Brambridge House is a Grade II* listed building in the South Downs National Park local planning authority area, England. First listed on 5 December 1955. Country house. 5 related planning applications.

Brambridge House

WRENN ID
watchful-cinder-lark
Grade
II*
Local Planning Authority
South Downs National Park
Country
England
Date first listed
5 December 1955
Type
Country house
Source
Historic England listing

Description

Brambridge House is a large country house, dating to approximately 1762, incorporating an earlier building and remodelled after a fire in 1872 by M. Digby-Wyatt. It is constructed of stuccoed brick with a slate roof. The house is a three-storey, nine-bay double pile structure in an H-shape, with a river frontage and rooms set back behind single-storey 19th-century pavilions. The 18th-century garden front remains largely unaltered, except for added stucco dressings. The central three-storey, five-bay section is flanked by two-bay projections. A colonnade of six fluted Doric columns, with a simplified entablature and iron railings above a first-floor balcony, sits between the wings; a door was originally in the left bay of the centre part.

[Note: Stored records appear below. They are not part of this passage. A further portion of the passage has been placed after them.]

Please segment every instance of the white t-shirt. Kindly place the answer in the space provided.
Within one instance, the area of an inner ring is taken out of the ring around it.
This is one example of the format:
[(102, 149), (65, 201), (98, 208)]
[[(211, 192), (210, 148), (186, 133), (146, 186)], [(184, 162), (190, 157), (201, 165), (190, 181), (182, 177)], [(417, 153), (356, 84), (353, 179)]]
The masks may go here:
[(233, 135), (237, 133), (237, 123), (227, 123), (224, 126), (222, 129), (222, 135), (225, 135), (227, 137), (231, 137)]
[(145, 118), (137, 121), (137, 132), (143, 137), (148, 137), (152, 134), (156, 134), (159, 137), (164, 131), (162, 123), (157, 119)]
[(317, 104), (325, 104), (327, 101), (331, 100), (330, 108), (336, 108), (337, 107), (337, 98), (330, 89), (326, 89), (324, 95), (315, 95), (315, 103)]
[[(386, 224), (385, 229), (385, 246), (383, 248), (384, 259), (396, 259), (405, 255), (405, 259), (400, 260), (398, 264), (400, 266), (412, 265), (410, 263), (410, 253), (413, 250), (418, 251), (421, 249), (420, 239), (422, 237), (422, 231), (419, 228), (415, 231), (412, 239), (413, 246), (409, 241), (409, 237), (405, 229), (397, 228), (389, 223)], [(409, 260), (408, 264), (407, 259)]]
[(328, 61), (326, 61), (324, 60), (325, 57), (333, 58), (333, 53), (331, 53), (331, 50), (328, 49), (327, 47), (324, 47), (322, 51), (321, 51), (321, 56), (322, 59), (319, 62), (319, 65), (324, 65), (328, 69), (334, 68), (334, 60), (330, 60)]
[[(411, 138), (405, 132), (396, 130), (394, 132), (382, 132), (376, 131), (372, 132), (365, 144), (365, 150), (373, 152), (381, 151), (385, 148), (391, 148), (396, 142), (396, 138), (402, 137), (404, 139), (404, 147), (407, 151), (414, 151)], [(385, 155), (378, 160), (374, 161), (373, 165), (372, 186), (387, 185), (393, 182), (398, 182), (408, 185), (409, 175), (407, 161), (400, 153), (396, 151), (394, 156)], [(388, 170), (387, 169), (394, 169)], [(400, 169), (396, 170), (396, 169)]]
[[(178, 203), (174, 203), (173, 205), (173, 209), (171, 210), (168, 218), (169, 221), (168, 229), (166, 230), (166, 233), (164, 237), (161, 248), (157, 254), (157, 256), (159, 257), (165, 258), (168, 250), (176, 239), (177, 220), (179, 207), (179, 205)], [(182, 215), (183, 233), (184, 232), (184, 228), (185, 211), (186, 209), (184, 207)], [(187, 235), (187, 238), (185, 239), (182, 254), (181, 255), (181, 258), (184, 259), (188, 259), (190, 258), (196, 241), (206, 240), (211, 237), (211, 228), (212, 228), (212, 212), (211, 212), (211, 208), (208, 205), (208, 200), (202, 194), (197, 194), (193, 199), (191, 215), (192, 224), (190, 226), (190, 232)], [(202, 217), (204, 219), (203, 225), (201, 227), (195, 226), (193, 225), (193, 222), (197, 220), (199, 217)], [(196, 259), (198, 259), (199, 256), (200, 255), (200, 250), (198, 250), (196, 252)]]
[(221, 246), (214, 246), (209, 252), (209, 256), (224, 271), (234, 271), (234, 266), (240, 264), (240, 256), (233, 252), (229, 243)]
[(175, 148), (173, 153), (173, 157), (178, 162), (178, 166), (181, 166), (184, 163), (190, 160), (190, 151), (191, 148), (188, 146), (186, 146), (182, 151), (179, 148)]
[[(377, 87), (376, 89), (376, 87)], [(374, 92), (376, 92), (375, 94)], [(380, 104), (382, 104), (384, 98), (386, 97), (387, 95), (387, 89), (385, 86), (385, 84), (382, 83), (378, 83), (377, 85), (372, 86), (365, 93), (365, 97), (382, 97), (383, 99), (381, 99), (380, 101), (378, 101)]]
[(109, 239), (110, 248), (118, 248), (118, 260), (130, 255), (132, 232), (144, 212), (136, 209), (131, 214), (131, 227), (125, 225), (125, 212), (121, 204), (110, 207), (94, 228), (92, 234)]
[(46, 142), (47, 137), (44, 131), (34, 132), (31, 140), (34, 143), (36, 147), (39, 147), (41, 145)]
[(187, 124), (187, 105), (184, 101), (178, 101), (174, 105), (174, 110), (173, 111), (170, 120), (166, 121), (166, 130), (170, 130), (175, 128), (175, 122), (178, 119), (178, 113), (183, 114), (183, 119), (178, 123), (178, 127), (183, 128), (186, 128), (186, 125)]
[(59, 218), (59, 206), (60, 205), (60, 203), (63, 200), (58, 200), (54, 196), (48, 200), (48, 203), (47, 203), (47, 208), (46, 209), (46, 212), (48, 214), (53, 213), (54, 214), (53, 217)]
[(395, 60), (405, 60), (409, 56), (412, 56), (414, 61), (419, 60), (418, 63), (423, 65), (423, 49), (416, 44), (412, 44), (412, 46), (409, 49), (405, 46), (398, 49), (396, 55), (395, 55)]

The ground floor features French windows, and tall casements with low sills are present in the wings and along the first floor, each with a blind box. Smaller windows are similarly designed on the second floor. Rusticated quoins and string courses mark the sill levels of the first and second-floor windows, topped by a heavily modillioned cornice and a low parapet adorned with urns at the corners. The roof is hipped with stacks on the end walls and at the left end of the central section, as well as between the right bays of the central section. The river side of the house was rebuilt to three storeys over a cellar, with a seven-bay facade and three-bay pavilions at each end projecting forward half a bay. A single-storey porch with a cartouche over it is situated in front of the centre bay, also in stucco. The interior was altered during conversion to flats. A large entrance and staircase hall were designed by Wyatt. Inside, facing the garden front, the central bays contain a narrow entrance hall with a late 18th-century ceiling and a large drawing room with a similar ceiling and contemporary fireplace, both retaining original paint and featuring details in the Adam style.